報道は真実を流します。ときには、悲しい真実をえぐることもあります。だから私は、報道にはあまり向いていないと思います。スキャンダラスなものをおもしろいと思いたくないのです。それは私が“表現の自由”だと言われているけれど、犯してはいけない最低ラインがあると信じているからです。これを踏まえた人にのみ、“表現の自由”があるのです。
その気概が今のマスコミにあるのでしょうか?ネットテレビにあるのでしょうか?そう考えると、あるのかもしれないですが、目の前の面倒くささや、アクセス数、視聴率などに踊らされていることも多いのではないでしょうか?

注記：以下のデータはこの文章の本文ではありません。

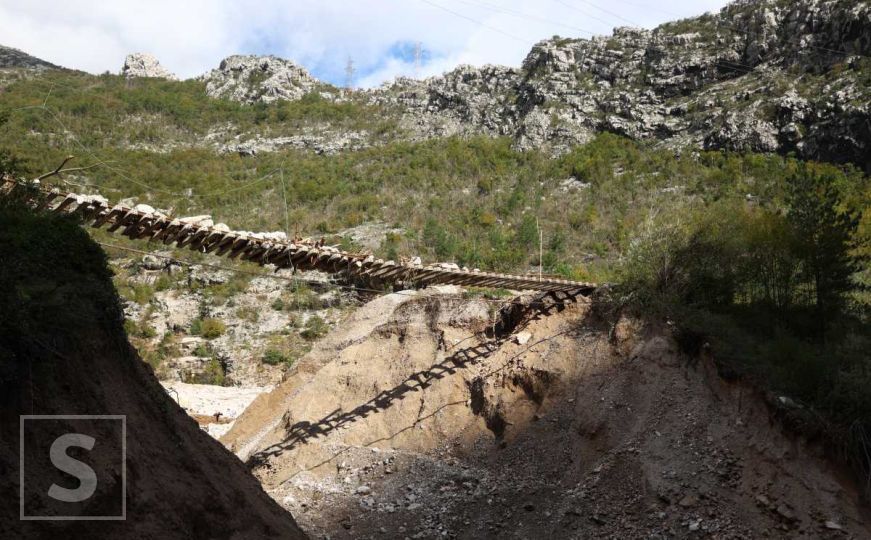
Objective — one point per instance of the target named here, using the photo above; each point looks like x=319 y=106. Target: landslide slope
x=432 y=414
x=63 y=351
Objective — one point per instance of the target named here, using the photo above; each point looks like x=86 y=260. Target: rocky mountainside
x=761 y=75
x=251 y=79
x=63 y=351
x=434 y=415
x=144 y=65
x=13 y=58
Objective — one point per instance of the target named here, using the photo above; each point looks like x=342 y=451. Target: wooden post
x=540 y=237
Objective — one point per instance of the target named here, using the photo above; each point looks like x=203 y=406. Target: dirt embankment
x=433 y=416
x=63 y=351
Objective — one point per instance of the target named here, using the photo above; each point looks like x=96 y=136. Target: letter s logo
x=86 y=475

例えば、テレビ番組の編集作業もよく問題になります。テレビ番組に出演する際に、OA時間の関係で意図的に編集されてしまうみたいな不安など、テレビでは自分の考えが正確に伝わらないと思っている文化人や研究者の方が多いのが事実です。 そしてそれはあながち間違っていないのも事実です。
実際そういうトラブルが頻繁におこります。でも私は、自分の番組では少なくともそんな編集をしたことがありません。出演者の方が言いたかったことを曲解して編集するなど言語同断です。

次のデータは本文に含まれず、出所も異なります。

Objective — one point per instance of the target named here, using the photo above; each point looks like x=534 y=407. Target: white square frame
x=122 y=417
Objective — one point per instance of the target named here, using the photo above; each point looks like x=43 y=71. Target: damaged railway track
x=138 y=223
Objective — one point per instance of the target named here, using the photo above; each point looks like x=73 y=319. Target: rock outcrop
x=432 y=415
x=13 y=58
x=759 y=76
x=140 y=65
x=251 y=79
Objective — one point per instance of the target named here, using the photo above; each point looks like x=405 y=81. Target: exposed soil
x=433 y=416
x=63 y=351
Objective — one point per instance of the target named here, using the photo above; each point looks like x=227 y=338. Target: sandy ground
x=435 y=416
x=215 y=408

しかし、それでもなぜその人の発言を編集するのかというと、やはりOA時間にはめ込まないといけないということが一番の理由ですが、編集することで、その方の言いたかったことが際立って逆にわかりやすくなることがあるからなのです。私は普段“いかに伝わりやすくなるか?”を目指して編集しています。
例えばある出演者があるトピックを10分喋ったとして、それを5分に編集する。時間は半分になっているのに、逆にその方の伝えたかったことが明確になる。そんなことが可能なわけです。

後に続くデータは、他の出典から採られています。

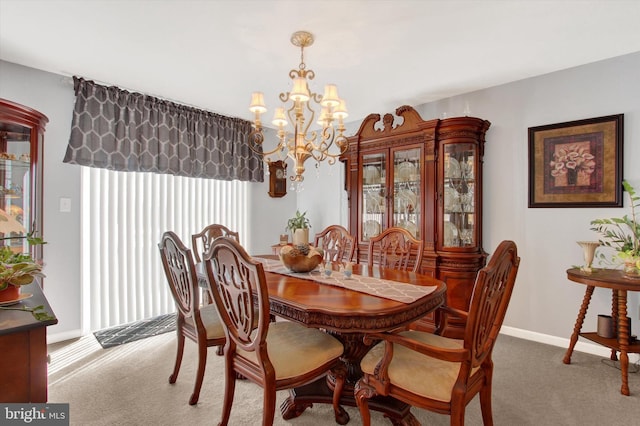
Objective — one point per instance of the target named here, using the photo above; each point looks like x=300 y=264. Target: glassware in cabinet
x=459 y=195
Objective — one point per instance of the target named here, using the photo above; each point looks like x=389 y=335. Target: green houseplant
x=622 y=234
x=18 y=269
x=299 y=226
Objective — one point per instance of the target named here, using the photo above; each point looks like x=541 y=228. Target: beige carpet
x=127 y=385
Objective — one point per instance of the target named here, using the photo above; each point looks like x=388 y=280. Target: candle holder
x=589 y=251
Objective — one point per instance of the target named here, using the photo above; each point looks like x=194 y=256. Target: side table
x=615 y=280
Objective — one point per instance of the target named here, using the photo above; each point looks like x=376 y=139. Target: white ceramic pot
x=301 y=236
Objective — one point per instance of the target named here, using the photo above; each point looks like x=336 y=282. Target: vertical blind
x=123 y=217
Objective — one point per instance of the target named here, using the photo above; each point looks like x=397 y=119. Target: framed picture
x=577 y=163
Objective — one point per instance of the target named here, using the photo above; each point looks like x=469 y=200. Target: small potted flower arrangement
x=623 y=235
x=17 y=270
x=299 y=226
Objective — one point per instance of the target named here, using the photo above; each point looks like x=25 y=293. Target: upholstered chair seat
x=420 y=374
x=311 y=348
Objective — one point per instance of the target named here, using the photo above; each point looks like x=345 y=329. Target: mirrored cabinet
x=424 y=176
x=21 y=144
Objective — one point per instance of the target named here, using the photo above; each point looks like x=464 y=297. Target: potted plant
x=623 y=235
x=299 y=226
x=17 y=269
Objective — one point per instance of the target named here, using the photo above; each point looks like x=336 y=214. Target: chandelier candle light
x=300 y=142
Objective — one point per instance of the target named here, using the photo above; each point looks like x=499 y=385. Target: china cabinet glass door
x=21 y=142
x=374 y=195
x=407 y=190
x=15 y=211
x=459 y=195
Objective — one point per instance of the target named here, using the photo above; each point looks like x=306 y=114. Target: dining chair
x=200 y=324
x=201 y=241
x=277 y=355
x=438 y=373
x=336 y=242
x=395 y=248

でもそのためにはその出演者の方の言いたかったことをちゃんと理解している必要があります。その方の伝えたかったメッセージを一本の“幹”として、そこにつながる言葉同士をまさに“枝葉”のように付け足して編集していく。すると全体でその方のメッセージという“木”になるのです。
しかし問題はそういう風に全てのテレビ制作者が編集するとは限らないことです。制作者によっては、一つ一つの言葉言葉の強さ(おもしろさ)だけを見て、そこを切り貼りして編集する人も多いです。そうして出来上がった番組は、その方のおもしろい言葉でいっぱいに見えますが、結局何を言いたかったのかの“幹”が全く見えない番組になっていることが多いのです。
多分、今のテレビはそう編集されてる番組が多くて、あえてそんな制作者を擁護すれば、出演した方のメッセージを曲解しているわけではなく、おもしろいとこだけ切り抜く“おもしろ編集”してるだけなんじゃないかと思います。 なのでそんな風に作られた番組を見ると、視聴者は「なんかおもしろいこと言う変わり者だなあ!」とは感じることはあるでしょうが、当の出演者本人は「自分の言葉尻だけ切り取られて、自分の言いたかったこと1ミリも伝わっていない」と感じてしまうのです。